A fresh fact is that several serving senior US servicemen, questioned by journalists, are concerned about the harsh tone of a letter from their retired comrades and that they are “spreading disinformation”. But these retorts from Pentagon officials are in advance overshadowed by the obvious fact that a man on active duty – if he has something to say – cannot do otherwise, he is not as free to express himself as a retired man who can no longer be dismissed.

Although a few weeks ago a similar letter of retired officers in France provoked the authorities there to do a decent abomination and stupidity: threatening to deprive many generals and admirals who have signed it of their ranks, awards and pensions. Will they really do it? But our conversation is about the United States.

The fact is that there is a lot behind the action of 124 generals and admirals, in short – an ongoing internal coup, a hybrid civil war of one half of the country against the other. The retirees list: population control, censorship. Is this the America they have been serving for decades?

Actually, there are many such publications in the country right now. The most spectacular, perhaps – from The American Thinker – tells how at first (a few years ago) the putschists, i.e. the democrats, got the intelligence community under their thumb. As we can see from the intelligence documents that kept popping up at just the right moment about the Russian encroachment into American domestic life.

As for the armed forces, they have been purged several times by Barack Obama, and as a result some polls show satisfactory support among the military for the Democrats. Which is poorly in line with the well-known truth that in the US, the armed forces are more likely to lean towards the Republicans.

And now another power structure is next in line – the police. More precisely, a complete overhaul of it, the direct subordination of the police to the present administration and future Democratic administrations – so that no Republicans will ever come to power again. And if so, the resistance to Democrats in the American hinterland must be crushed. The author reminds us: If we count Donald Trump’s electoral successes not even by states, but by counties (districts), it turns out that Trump won 83% of all districts. The Democrats hope to crush deep America with the votes of huge Democratic electoral bases like California or Chicago – with their crowds of unemployed and on welfare.

The point here is that the police in the US are all local, subordinate not even so much to the states as to the local authorities, including through the institution of sheriffs. When mafia gangs started taking over the country in the 1930s, taking advantage of the disaster called Prohibition Law, a single federal agency, the FBI, had to be formed, but even today there is a thorough division of labour between the feds and the locals.

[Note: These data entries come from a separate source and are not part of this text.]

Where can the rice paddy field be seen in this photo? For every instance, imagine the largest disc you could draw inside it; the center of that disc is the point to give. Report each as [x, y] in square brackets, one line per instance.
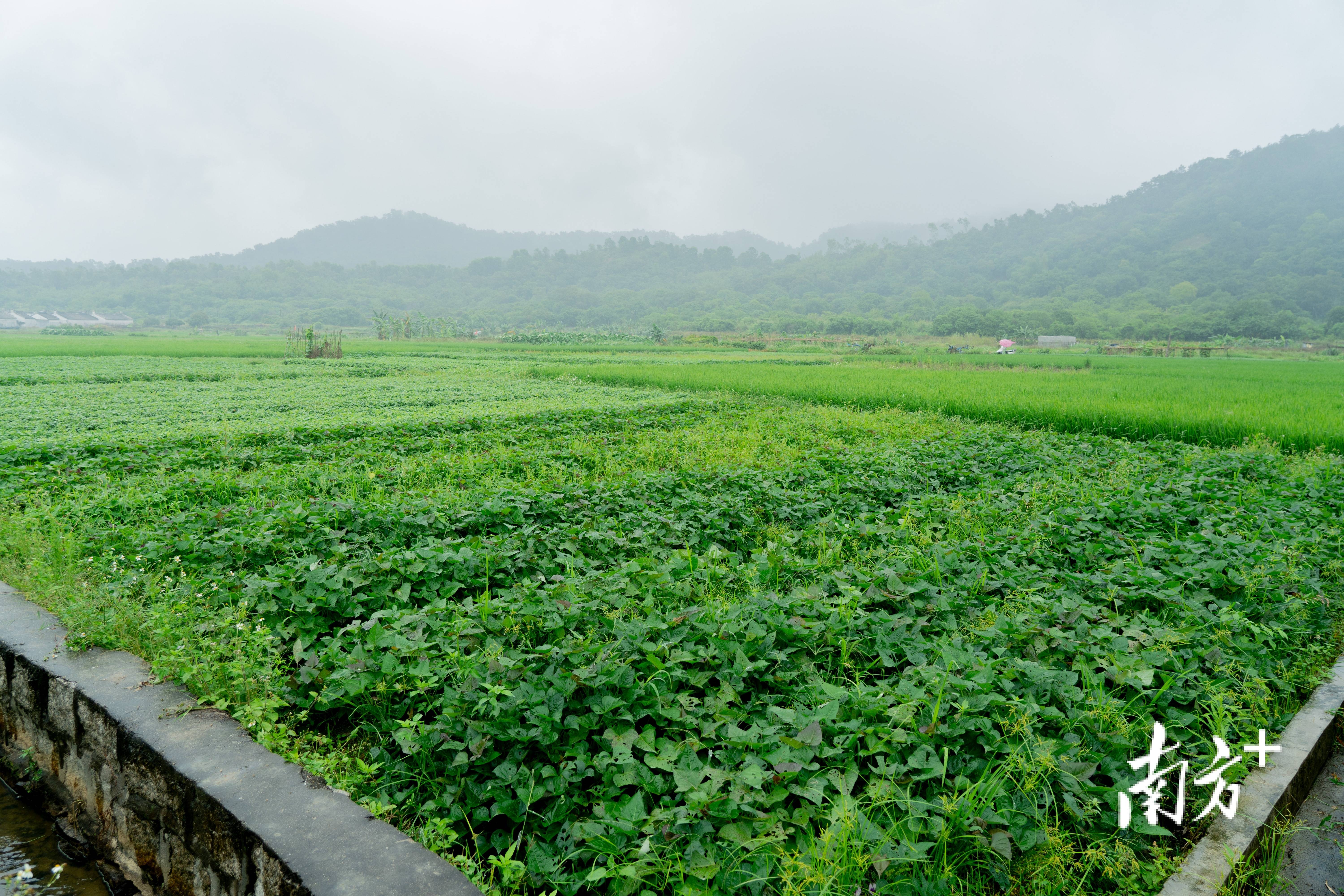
[1298, 405]
[681, 628]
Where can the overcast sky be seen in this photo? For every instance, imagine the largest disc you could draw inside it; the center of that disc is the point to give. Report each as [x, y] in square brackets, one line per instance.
[169, 129]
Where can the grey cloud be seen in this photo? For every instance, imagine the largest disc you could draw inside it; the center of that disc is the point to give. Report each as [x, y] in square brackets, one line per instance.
[161, 129]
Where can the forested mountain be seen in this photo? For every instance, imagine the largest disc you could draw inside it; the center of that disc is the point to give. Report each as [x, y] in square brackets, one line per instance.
[412, 238]
[1252, 245]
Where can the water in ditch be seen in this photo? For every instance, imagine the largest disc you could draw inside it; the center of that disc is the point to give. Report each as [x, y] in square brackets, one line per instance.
[28, 838]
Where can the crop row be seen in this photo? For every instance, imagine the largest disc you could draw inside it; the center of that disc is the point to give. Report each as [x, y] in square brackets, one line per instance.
[1296, 405]
[682, 679]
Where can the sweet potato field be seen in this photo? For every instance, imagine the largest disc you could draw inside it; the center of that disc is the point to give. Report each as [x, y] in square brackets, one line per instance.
[592, 640]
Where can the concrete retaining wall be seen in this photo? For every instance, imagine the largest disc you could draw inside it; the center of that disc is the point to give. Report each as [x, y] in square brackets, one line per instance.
[185, 803]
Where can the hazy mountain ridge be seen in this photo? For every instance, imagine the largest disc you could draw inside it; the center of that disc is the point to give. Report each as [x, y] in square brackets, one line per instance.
[1251, 245]
[415, 238]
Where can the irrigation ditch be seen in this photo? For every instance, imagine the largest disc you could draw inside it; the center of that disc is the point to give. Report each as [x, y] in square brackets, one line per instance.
[171, 799]
[178, 800]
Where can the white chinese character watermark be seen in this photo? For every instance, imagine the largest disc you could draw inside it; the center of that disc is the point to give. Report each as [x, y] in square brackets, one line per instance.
[1154, 785]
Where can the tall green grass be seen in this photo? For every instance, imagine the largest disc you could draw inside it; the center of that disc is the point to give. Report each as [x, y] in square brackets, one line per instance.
[1222, 402]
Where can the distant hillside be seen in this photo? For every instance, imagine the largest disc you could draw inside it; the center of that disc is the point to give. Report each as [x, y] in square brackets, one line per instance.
[1251, 245]
[412, 238]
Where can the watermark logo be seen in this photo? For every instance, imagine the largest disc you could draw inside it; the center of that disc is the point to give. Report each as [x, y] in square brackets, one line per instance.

And now the crazy ideas of stripping the police of their allocations, while taking away their personal weapons from citizens used to them, and creating an entirely new police force entirely run from the centre, which is doomed to always be in the hands of reform-minded Democrat putschists, are on the agenda.

This task becomes even more urgent in a situation where the Republican states, the very Trumpian, deep America is not sitting back and waiting to be defeated at all – it is actively and orderly resisting, passing coordinated (between the states) patriotic education laws and much more. Incidentally, current Pentagon figures criticising their elders are actually hinting that they are being used by Trump’s America in this campaign of resistance.

Here it is appropriate to mention another recent American publication – that Joe Biden would have been the happiest president in history if he had guessed to just do nothing when he came to power. Trump’s legacy gave him a solid economic foundation and a population most afraid of continued pogroms, scandals, reprisals against dissenters. He would have put those fears to rest and sat quietly – but he (or rather those behind him) started “setting the country on fire from all ends”, including deliberately destroying the police where possible amid an unprecedented wave of crime.

Going back to the conversation about France: there the reason for the famous resignation letter seems to be different – it is primarily about the absorption of the country’s culture by migrants and those who support them. Although there is common ground: the creeping globalist upheaval across the West is simply destroying societies, by any means, and then suddenly it turns out that the “man with the gun” can also speak out against this destruction: after all, what has he been defending all his life – his country or something else?

Finally, in relatively similar processes in Russia in the 1980s-90s, we also followed the position of this or that military man. And they too wrote open letters, though not so massively. The general lesson from our past seems to be that one should treat the military, be it ours or others, retired or on active service, with respect.